Die größere Angst besteht jedoch in den Reputationsschäden des US-Dollars und des Euro, die derzeit die beiden zuverlässigsten Reservewährungen der Welt sind und enorme Investitionen von Regierungen, Zentralbanken, Unternehmen und Einzelpersonen auf der ganzen Welt anziehen.

„Es wird das Vertrauen anderer Länder in die USA und die EU als Wirtschaftsgaranten untergraben.“ Daher sind solche Aktionen mit sehr, sehr schwerwiegenden Konsequenzen verbunden“, sagte Kremlsprecher Dmitri Peskow im Dezember vor Journalisten.

Die Europäische Zentralbank stimmt zu. „Der Euro ist die zweitwichtigste Währung der Welt, und wir müssen seinen langfristigen Ruf berücksichtigen“, sagte EZB-Vizepräsident Luis de Guindos Ende letzten Jahres. „Die Waffe einer Währung verringert unweigerlich ihre Attraktivität und fördert die Entstehung von Alternativen“, sagte der Gouverneur der Bank von Italien, Fabio Panetta, letzten Monat.

Trotz alledem haben die Staats- und Regierungschefs der EU versucht, eine neue Rechtstheorie auszuarbeiten, die den Ruf des Euro schützt und der Ukraine ein gewisses Maß an Gerechtigkeit verschafft.

„Gegenmaßnahmen“

Obwohl Staaten verpflichtet sind, das Vermögen anderer Staaten zu respektieren, sieht das Völkerrecht eine Ausnahme vor, die als Gegenmaßnahmen bekannt ist, sagte Dapo Akande, Professor für Völkerrecht an der Universität Oxford, gegenüber Al Jazeera.

„Gegenmaßnahmen bedeuten lediglich, dass Sie Maßnahmen ergreifen, die normalerweise rechtswidrig sind, aber als Reaktion auf eine frühere rechtswidrige Maßnahme des anderen Staates gerechtfertigt sind“, sagte Akande.

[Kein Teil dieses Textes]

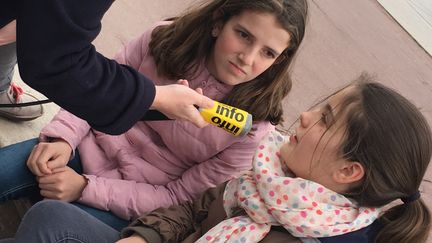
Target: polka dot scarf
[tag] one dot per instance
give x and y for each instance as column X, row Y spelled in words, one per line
column 270, row 197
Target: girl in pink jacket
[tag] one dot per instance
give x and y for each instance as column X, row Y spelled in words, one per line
column 235, row 51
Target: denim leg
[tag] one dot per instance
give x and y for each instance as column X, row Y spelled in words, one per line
column 105, row 216
column 16, row 180
column 7, row 63
column 55, row 221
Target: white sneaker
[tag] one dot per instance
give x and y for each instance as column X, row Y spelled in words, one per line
column 16, row 95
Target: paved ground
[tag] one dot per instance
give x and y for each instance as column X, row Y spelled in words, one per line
column 344, row 38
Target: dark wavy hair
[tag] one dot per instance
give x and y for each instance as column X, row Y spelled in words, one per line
column 390, row 137
column 179, row 47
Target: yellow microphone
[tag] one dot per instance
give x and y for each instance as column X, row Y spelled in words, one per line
column 233, row 120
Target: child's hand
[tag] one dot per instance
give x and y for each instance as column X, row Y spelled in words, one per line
column 63, row 184
column 177, row 102
column 133, row 239
column 47, row 156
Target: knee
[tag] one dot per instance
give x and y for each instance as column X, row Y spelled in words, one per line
column 47, row 212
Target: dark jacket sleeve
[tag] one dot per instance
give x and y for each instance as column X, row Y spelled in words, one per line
column 56, row 57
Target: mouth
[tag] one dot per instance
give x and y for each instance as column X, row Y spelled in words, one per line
column 237, row 68
column 293, row 138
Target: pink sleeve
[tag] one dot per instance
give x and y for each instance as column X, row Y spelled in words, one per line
column 136, row 50
column 130, row 199
column 66, row 126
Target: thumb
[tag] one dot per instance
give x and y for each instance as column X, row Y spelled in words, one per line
column 55, row 163
column 204, row 101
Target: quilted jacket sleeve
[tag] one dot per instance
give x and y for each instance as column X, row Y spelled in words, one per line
column 130, row 199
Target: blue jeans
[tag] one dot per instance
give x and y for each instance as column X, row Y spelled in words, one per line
column 17, row 181
column 52, row 221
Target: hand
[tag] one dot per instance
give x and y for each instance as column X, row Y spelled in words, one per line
column 177, row 102
column 48, row 156
column 64, row 184
column 132, row 239
column 8, row 33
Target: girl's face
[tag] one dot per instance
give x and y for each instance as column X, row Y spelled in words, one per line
column 246, row 45
column 313, row 152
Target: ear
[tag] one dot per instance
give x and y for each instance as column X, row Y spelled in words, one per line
column 217, row 27
column 349, row 172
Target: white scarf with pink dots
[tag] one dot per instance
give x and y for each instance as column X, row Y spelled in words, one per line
column 270, row 197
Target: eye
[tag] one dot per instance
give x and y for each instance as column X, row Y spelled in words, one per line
column 325, row 118
column 269, row 54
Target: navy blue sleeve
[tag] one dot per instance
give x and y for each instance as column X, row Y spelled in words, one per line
column 56, row 57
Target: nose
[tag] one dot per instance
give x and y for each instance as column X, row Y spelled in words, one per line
column 305, row 119
column 247, row 56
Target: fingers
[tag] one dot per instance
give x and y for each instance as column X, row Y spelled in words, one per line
column 37, row 161
column 204, row 101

In diesem Fall bestand die rechtswidrige Handlung Russlands darin, einen Angriffskrieg zu führen, der gegen die Bestimmungen der Charta der Vereinten Nationen und die Anerkennung der Grenzen der Ukraine im Jahr 1991 verstößt.

Gegenmaßnahmen setzen eine wichtige Bedingung voraus, sagt Akande, „dass ihr Ziel darin besteht, den anderen Staat zur Einhaltung seiner Verpflichtungen zu veranlassen, was bedeutet, dass Gegenmaßnahmen vorübergehend und umkehrbar sein und zur Einhaltung veranlassen müssen“. Mit anderen Worten: Wenn Russland sich aus der Ukraine zurückzieht, sollte sein Geld rückzahlbar sein, sodass alle mit ihm getätigten Investitionen rückgängig gemacht werden sollten.

Die heiklere Frage ist, wer Gegenmaßnahmen durchsetzen kann.

„Können die Staaten, die nicht die direkten Opfer des Verstoßes sind, also Staaten, die nicht die Ukraine sind, Vermögenswerte beschlagnahmen?“ fragte Akande.

„Es gibt immer mehr Anwälte, die sagen, ja, das wäre vollkommen rechtmäßig“, sagte Moiseienko.

Dennoch würde die EU, wenn sie im Namen der Ukraine handelt, neues rechtliches Terrain betreten, das Russland vor europäischen Gerichten anfechten könnte.

Der Anstoß kann letztlich von beispiellosen politischen Umständen ausgehen. Je länger die US-Finanzierung für die Ukraine von den Verbündeten des Präsidentschaftskandidaten Donald Trump im Kongress blockiert wird und je mehr Russland die europäische Souveränität in Frage stellt, indem es tiefer in die Ukraine vordringt, desto weniger haltbar könnte es politisch werden, Ehrfurcht vor der Unantastbarkeit russischer Vermögenswerte zu hegen.